#Rate limits

Each API key is rate-limited independently. Limits are enforced per key, not per organisation, so creating multiple keys for distinct workloads (prod vs. batch backfill, e.g.) is a fine pattern.

#Default limits

TierRequests per minuteTokens per minute
Trial3030,000
Starter120200,000
Growth6001,000,000
EnterpriseNegotiatedNegotiated

If you need a higher limit, email us.

#Rate-limit headers

Every response includes:

HeaderDescription
X-RateLimit-LimitYour per-minute request cap.
X-RateLimit-RemainingRequests left in the current 60-second window.
X-RateLimit-ResetUTC epoch seconds when the window resets.

When you exceed the limit, you'll get a 429 response with a Retry-After header (seconds to wait):

HTTP/1.1 429 Too Many Requests
Retry-After: 18
Content-Type: application/json

{ "error": { "code": "rate_limited", "message": "Rate limit exceeded. Retry after 18s." } }

#Back-off strategy

Use exponential back-off with jitter when you see 429 or 503:

async function callWithBackoff(fn, attempts = 5) {
  for (let i = 0; i < attempts; i++) {
    const res = await fn()
    if (res.status !== 429 && res.status !== 503) return res

    const retryAfter = Number(res.headers.get('Retry-After')) || 2 ** i
    const jitter     = Math.random() * 0.3 * retryAfter
    await new Promise(r => setTimeout(r, (retryAfter + jitter) * 1000))
  }
  throw new Error('Exhausted retries')
}
Idempotency-Key + retries

When retrying, send the same Idempotency-Key header so a request that succeeded on the server but failed in transit doesn't get applied twice.

#Plan quota — quota_exceeded

Rate limits (above) are short-window protections — they govern requests per minute.

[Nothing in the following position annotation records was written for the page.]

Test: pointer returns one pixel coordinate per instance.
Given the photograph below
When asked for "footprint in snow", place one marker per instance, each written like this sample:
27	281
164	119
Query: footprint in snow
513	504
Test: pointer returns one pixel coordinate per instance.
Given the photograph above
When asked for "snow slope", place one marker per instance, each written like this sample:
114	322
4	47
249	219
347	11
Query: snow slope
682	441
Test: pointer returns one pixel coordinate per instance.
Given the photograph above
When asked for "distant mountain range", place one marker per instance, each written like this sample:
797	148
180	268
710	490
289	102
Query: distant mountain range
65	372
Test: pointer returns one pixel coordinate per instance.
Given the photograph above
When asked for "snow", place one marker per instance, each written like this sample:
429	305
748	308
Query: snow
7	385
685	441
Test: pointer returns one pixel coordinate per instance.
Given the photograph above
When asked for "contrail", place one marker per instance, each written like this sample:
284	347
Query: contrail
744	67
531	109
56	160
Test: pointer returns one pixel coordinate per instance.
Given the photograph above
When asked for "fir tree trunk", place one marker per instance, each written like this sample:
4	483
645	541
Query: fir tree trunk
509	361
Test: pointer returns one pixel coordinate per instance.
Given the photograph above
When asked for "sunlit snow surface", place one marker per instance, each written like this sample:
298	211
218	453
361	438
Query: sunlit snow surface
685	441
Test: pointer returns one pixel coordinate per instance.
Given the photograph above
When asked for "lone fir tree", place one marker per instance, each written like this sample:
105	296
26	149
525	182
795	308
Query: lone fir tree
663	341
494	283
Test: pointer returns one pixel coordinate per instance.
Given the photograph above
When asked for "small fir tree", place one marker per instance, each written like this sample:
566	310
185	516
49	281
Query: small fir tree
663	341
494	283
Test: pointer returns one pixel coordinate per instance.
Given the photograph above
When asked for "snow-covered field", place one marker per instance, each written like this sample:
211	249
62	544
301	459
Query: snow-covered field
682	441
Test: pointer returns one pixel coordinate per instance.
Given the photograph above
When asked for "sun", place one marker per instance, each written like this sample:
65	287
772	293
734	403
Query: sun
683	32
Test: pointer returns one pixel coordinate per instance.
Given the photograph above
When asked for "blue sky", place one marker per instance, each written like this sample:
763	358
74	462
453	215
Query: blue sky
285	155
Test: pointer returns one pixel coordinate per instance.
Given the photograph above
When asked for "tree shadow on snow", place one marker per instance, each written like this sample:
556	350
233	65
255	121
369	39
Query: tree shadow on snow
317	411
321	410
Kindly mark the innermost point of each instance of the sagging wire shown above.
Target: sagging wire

Plan quotas are the monthly caps you subscribed to: the workflow count and the token ceiling on your tier (see pricing for the model).

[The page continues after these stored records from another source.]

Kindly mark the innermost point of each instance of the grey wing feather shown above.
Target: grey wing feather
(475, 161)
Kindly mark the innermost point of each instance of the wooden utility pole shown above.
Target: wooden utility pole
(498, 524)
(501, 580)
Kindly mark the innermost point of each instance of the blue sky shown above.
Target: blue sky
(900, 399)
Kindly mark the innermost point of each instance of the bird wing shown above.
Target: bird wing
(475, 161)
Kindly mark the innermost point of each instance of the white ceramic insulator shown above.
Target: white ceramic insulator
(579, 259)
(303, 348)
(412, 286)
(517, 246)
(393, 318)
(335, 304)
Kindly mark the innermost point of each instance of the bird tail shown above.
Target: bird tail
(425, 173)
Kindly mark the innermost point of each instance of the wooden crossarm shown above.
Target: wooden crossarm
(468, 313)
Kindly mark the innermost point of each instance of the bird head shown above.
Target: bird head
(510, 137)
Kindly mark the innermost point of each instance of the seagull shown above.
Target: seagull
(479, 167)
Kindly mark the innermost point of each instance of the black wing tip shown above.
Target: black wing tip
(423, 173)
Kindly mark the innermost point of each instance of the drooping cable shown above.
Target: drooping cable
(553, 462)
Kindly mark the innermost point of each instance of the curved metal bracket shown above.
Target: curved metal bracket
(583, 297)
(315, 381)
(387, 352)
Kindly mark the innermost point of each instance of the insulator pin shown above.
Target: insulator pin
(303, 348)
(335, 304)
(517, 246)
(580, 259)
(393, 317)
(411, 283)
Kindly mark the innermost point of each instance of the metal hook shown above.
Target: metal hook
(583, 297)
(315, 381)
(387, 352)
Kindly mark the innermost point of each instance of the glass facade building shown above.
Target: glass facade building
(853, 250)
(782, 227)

When your tenant crosses its effective workflow cap or its token ceiling for the calendar month, the engine returns:

HTTP/1.1 429 Too Many Requests
Content-Type: application/json

{
  "error":  "quota_exceeded",
  "detail": "workflow_cap reached",
  "used":   20000,
  "cap":    20000,
  "kind":   "workflow"
}

The kind field distinguishes the two cases:

kindMeaningWhat to do
workflowYou used every billable workflow your tier and active expansions allow this month.Buy a workflow expansion (+25 / +50 / +100%) in the admin, upgrade to the next tier, or wait for the next calendar month.
tokenWorkflows still available but the abuse-limit token ceiling fired.Same options: buy a token expansion, upgrade, or wait. Token ceiling only fires for unusually heavy workflows; consider whether prompts can be made more concise.

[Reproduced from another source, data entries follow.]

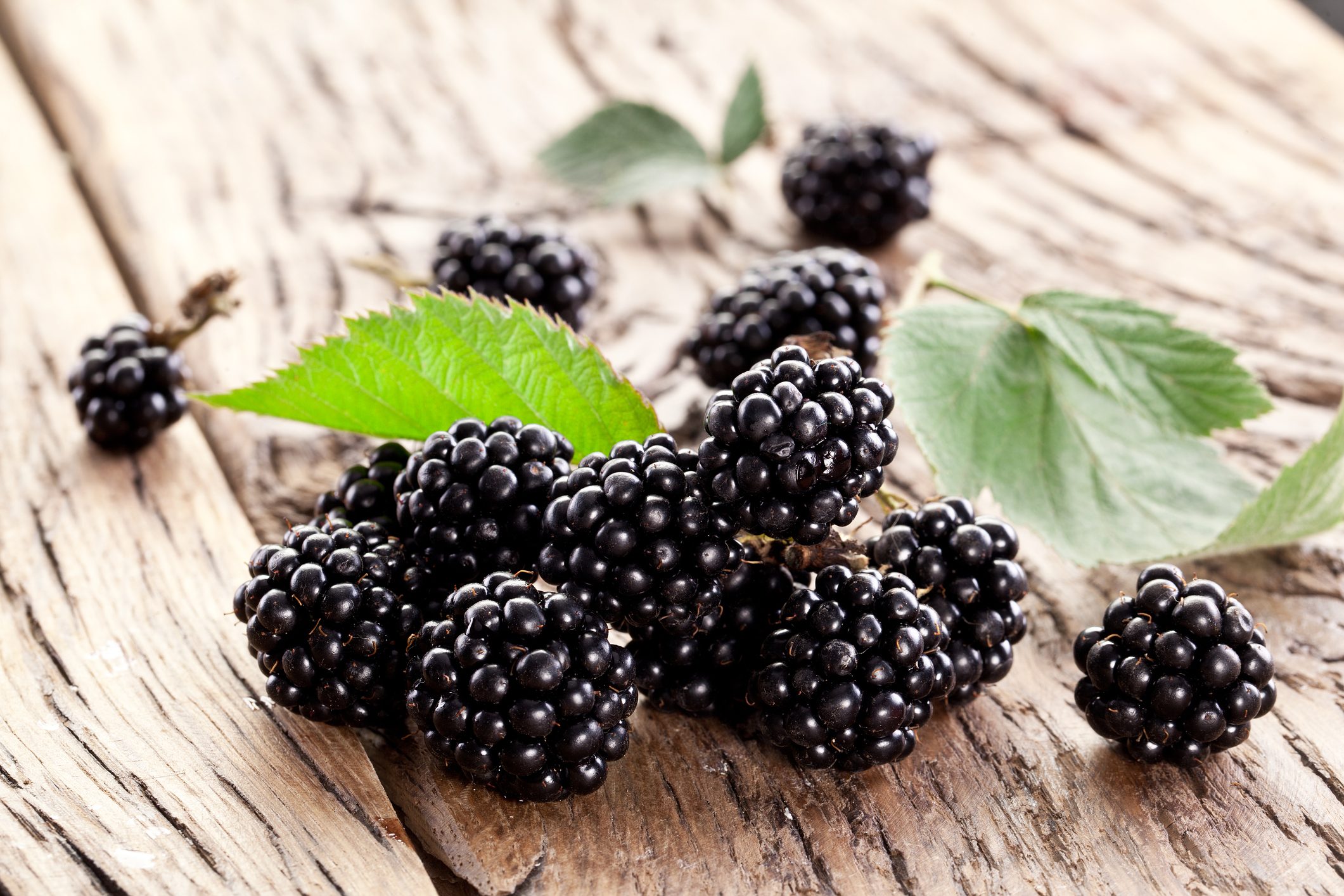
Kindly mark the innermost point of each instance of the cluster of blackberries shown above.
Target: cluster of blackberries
(834, 290)
(1175, 672)
(497, 257)
(522, 691)
(964, 567)
(858, 183)
(125, 388)
(471, 500)
(850, 670)
(327, 624)
(796, 444)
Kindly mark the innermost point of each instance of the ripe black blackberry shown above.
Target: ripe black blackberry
(471, 500)
(499, 257)
(125, 388)
(632, 538)
(975, 584)
(850, 670)
(1176, 672)
(522, 691)
(703, 668)
(796, 444)
(795, 293)
(327, 626)
(858, 183)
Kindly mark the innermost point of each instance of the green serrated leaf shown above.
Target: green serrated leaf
(1178, 378)
(745, 120)
(413, 371)
(1307, 497)
(627, 152)
(997, 405)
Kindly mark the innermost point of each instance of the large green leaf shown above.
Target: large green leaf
(413, 371)
(1307, 497)
(745, 120)
(627, 152)
(996, 404)
(1178, 378)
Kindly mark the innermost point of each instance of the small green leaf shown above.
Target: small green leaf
(1181, 379)
(745, 120)
(1307, 497)
(413, 371)
(996, 404)
(627, 152)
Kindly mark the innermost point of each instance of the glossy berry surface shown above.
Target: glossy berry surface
(834, 290)
(499, 257)
(702, 667)
(848, 669)
(125, 388)
(630, 536)
(858, 183)
(522, 691)
(327, 625)
(1176, 672)
(968, 566)
(471, 500)
(795, 444)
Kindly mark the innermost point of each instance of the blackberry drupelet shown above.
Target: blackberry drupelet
(796, 444)
(499, 257)
(834, 290)
(327, 626)
(471, 500)
(850, 670)
(632, 538)
(858, 183)
(125, 388)
(975, 584)
(705, 669)
(522, 691)
(1176, 672)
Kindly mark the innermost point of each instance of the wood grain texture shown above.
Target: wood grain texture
(136, 750)
(1186, 155)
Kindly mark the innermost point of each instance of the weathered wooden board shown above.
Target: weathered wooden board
(1186, 155)
(135, 755)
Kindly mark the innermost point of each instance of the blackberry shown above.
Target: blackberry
(858, 183)
(705, 669)
(796, 444)
(1176, 672)
(327, 626)
(125, 388)
(967, 565)
(470, 502)
(632, 538)
(834, 290)
(499, 257)
(850, 670)
(522, 691)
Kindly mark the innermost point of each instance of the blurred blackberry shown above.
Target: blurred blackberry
(125, 388)
(471, 500)
(834, 290)
(1175, 672)
(327, 626)
(366, 492)
(522, 691)
(499, 257)
(850, 670)
(632, 538)
(858, 183)
(705, 669)
(796, 444)
(967, 563)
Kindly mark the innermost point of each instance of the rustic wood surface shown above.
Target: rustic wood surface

Retry-After is not set for quota_exceeded — the calendar-month boundary is not a few seconds away. Compare with rate-limit 429s above, which always carry Retry-After.

#Soft warnings at 80%

When current usage reaches 80% of either effective cap, successful responses include a warning header so you can react before the wall:

X-Usage-Warning: approaching_workflow_cap
X-Usage-Used:    16003
X-Usage-Cap:     20000

Watch for this in your client and surface it to your operators or auto-purchase an expansion (the admin API supports both).

#Discovering current usage

The public GET /api/v1/usage/me endpoint returns the tenant's current usage + effective caps without going to the admin console:

curl https://aiengine.velgent.com/api/v1/usage/me \
  -H "Authorization: Bearer $VELGENT_API_KEY"

Response includes per-day buckets, totals, and the effective workflow and token caps after expansions. Same shape as the admin /api/admin/usage/orgs/{me} endpoint.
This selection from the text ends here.